CTOs can't agree on what CTOs do
What does a federal chief technology officer do? It depends.
The emerging role of the federal chief technology officer isn't necessarily about technology, according to top tech managers from three different agencies. It's about managing change.
To David Larrimore, CTO at Immigration and Customs Enforcement the CTO's ability to better manage the "chaos and modernization" rampant in today's IT environment is a key to the position. A CTO should have the ability see a strategy to solve a technology problem, rather than just choosing a particular technology, he said on a Nov. 9 AFFIRM panel in Washington.
"I'm a cheerleader," he said. "There are a lot of smart people" who can solve technological problems.
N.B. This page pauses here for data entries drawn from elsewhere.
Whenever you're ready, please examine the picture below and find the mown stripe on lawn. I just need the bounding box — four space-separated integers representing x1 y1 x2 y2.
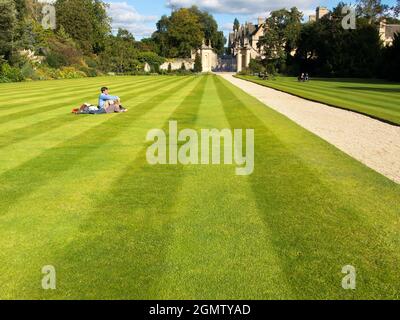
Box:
291 78 400 95
0 78 168 123
246 78 400 112
0 77 172 123
2 76 207 299
152 75 293 299
1 76 152 98
263 76 400 94
0 77 178 149
276 78 400 99
215 75 400 299
236 76 400 125
38 76 209 299
0 76 164 121
0 76 196 217
0 77 151 102
0 76 203 299
267 80 400 112
0 77 157 108
0 77 190 175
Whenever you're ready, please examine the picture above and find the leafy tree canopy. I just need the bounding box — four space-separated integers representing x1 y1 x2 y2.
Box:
258 7 303 64
194 52 202 72
0 0 17 61
356 0 389 23
294 3 382 77
395 0 400 17
233 18 240 31
55 0 111 53
152 6 225 58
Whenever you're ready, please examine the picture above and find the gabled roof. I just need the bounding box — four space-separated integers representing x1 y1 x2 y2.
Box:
228 22 265 48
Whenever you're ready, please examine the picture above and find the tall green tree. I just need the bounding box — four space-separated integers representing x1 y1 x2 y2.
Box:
152 15 170 57
213 31 226 55
14 0 27 19
91 0 111 53
99 29 164 74
99 31 139 73
152 7 225 57
137 51 165 70
233 18 240 31
117 28 135 42
0 0 17 61
382 33 400 80
187 6 226 54
13 0 40 53
55 0 110 53
258 8 303 68
137 38 158 52
295 3 383 77
152 8 203 58
194 52 202 72
168 8 203 57
395 0 400 16
356 0 389 23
Larrimore, who has been CTO at ICE for less than six weeks, said procedures within an agency can bog down innovation.
"I'm an evangelist," agreed G. Nagesh Rao, CTO at the Small Business Administration's Office of Investment and Innovation, "as well as a catalyst for investment" in technology.
Rao said his mission at SBIR includes coordinating among federal agencies on an SBA program that distributes $2-2.5 billion a year, he said. Bringing together agencies and companies in the growth accelerator program, he said is not only a technical job, he said, but required "showing them I wasn't another Silicon Valley brat."
To Francis O'Hearn, Treasury Department CTO, the position is also primarily about change management. The Treasury Department has disparate technological needs, from straight-up data processing capabilities for the Internal Revenue Service to manufacturing capabilities for the U.S. Mint.
The biggest challenge is to find commonalities among them that can be addressed, he said. O'Hearn has also been on the job for six weeks as CTO. He moved from director of IT capital planning in September.
Shared services, he said, especially for human resources and financial operations have addressed some of those commonalities across those operations. However, the effects of those shared services across the Treasury Department has had unexpected consequences for some systems, he said.
"Treasury isn't testing technological boundaries," he said, taking a more conservative approach to using proven technology to handle its sensitive financial mission. He was cautious about how IT modernization is used, as some of his agency's systems are from the 1960s and use software written with the COBOL programming language.
The department, he said, should be seen as "sitting on hands" when it comes to modernization. The older systems, he said have been upgraded repeatedly, are built around specific processes and may not be in need of a complete replacement.